Parenting experts have long warned us against threatening our kids without following through. Empty threats do nothing to make them behave long-term, though it just might scare them enough to be quiet for the rest of the trip.
Primoff’s story has fascinated me since it broke because with a 13-year-old, 9-year-old and 6-year-old I’ve been in her shoes too many times. I know I’m not alone in these sibling battles because other parents have told me about their own struggles. So I reached out to Parent Coach Cathy Cassini Adams, because I like the no-nonsense advice she offers in her zen, been-there-done-that sort of way.

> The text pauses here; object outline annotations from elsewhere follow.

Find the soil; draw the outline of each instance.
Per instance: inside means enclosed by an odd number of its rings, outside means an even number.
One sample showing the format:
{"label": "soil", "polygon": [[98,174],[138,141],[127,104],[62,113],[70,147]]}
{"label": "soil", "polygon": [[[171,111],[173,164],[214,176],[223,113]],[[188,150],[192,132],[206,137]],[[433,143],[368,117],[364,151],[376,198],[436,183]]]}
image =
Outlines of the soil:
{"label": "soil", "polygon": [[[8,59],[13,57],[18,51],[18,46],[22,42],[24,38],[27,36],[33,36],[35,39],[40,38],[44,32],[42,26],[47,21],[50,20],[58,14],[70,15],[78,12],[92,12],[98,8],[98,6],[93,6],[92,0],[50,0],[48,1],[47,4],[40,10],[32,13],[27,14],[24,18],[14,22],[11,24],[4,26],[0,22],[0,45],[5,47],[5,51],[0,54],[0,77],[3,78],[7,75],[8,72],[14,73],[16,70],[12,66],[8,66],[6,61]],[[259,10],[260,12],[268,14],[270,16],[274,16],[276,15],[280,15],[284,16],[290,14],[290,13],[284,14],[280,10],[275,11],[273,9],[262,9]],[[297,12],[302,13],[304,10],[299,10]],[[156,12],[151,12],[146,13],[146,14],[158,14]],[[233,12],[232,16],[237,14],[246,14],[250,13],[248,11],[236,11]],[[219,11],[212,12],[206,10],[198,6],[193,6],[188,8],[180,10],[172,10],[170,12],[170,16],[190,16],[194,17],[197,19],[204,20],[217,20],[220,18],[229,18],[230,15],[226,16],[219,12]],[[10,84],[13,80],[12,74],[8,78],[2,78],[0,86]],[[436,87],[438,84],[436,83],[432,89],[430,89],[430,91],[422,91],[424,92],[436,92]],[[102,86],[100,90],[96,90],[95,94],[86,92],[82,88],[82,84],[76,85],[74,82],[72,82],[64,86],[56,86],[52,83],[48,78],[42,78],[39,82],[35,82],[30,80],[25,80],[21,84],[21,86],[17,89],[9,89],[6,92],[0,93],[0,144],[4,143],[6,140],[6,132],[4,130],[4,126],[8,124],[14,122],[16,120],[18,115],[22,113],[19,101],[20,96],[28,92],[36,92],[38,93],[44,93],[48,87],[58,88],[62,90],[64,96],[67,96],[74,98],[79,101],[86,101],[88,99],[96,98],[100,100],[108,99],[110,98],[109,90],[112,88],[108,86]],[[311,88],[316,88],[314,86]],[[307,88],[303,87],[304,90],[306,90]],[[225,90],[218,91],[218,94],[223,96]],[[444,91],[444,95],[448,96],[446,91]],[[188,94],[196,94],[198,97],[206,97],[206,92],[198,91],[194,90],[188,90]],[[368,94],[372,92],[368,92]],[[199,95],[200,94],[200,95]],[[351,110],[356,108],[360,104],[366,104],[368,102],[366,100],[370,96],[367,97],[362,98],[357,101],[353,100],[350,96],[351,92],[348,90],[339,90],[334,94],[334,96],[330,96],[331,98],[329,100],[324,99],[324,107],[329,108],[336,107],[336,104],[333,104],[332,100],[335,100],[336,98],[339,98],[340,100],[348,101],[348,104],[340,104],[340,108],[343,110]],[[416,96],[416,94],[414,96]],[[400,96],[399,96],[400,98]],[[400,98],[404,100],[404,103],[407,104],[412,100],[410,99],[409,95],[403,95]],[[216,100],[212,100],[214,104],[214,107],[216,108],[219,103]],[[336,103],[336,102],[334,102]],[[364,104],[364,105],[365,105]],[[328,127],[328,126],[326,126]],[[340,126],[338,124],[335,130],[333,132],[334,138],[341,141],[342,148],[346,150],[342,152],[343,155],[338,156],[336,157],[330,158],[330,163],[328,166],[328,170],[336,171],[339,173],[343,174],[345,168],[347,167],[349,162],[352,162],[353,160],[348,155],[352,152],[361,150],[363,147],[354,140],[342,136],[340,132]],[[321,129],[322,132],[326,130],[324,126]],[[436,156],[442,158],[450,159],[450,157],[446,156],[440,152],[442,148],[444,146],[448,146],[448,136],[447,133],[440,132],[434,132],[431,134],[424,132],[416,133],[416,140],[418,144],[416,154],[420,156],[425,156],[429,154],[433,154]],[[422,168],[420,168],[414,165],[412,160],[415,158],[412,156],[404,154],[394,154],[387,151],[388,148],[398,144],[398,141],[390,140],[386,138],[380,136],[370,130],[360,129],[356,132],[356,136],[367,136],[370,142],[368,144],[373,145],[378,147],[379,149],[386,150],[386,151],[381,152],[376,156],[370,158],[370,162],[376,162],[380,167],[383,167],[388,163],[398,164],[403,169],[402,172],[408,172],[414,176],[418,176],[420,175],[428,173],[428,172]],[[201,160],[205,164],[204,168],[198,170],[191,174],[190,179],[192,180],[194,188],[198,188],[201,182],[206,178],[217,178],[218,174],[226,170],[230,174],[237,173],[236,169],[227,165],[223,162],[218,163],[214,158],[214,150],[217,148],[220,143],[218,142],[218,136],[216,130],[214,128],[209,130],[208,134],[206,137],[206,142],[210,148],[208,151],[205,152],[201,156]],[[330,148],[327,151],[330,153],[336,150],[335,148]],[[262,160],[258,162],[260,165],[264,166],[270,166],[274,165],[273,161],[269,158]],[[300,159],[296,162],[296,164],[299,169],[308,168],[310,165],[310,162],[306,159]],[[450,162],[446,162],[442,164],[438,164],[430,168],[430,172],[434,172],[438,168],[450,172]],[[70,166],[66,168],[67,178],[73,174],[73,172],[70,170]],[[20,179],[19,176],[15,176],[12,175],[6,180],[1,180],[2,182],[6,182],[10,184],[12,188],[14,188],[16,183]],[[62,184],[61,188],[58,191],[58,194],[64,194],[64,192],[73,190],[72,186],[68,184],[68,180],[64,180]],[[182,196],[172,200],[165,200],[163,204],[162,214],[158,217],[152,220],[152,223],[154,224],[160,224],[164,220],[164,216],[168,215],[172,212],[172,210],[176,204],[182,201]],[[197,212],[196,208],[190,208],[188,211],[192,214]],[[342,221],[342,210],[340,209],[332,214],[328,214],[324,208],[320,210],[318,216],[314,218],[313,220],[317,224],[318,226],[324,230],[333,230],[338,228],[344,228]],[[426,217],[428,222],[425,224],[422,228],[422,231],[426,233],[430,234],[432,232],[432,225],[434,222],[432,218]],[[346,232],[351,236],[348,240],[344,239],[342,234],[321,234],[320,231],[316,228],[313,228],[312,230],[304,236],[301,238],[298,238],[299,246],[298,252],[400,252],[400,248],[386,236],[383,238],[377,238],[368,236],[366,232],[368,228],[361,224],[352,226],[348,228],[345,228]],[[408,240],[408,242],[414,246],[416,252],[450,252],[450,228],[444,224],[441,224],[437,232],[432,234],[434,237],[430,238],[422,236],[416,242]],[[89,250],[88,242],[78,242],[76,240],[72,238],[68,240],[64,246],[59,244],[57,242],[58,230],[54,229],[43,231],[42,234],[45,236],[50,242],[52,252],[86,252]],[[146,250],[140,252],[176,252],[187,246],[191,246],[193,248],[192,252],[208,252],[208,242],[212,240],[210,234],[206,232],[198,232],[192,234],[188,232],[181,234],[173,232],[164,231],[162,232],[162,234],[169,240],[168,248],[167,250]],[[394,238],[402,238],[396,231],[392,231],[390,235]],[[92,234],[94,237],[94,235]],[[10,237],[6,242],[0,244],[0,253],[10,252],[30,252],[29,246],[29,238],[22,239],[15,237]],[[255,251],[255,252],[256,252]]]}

I wanted to know: Are there a couple of tricks that really work to get past the fighting without doing or saying something inappropriate and ineffective?
She says yes.
Tip number one: Focus on yourself, she advises.
“When you feel your frustration growing because things are getting loud and out of hand, be conscious of how you are feeling,” she says. “If you respond to your children’s fighting with fighting words or threats it will potentially make matters worse.”
Instead, she says, take a few breaths or say a calming mantra like “this too shall pass”.
Tip number two: Defuse the moment with humor.
When her kids are arguing in the backseat, she’ll jest, “I just love how everyone is getting along and it’s just so peaceful.” Or she’ll turn up the radio and start singing at the top of her lungs. “The comment or the singing will usually get the kids’ attention, they might crack a smile or they might just look at me with confusion (but at least they’re not fighting!),” she says.
Tip number three: Distraction. Change the subject or start a new conversation, she says. Just maybe the kids will even forget what they are arguing about.
None of us start off intending to be parents who yell or threaten. In my case, it takes an extreme amount of bickering and nails-to-a-chalkboard whining before I react (though I must admit that getting to the end of my rope is a lot shorter these days.)
I also have tried old-fashioned timeouts, separating them by sending them to their rooms and screaming above the mayhem. In the moment of quiet that follows, though, comes the guilt.
Primoff now admits she made a mistake. As parents, we all make mistakes from time to time, but thank goodness our mistakes don’t often catch the attention of the national media and bloggers.
As the kids leave school for summer this month, I’m sure we will all have plenty of opportunities to practice our patience and forgiveness of mistakes.
I wish you all luck with that and a happy Father’s Day to all the dads.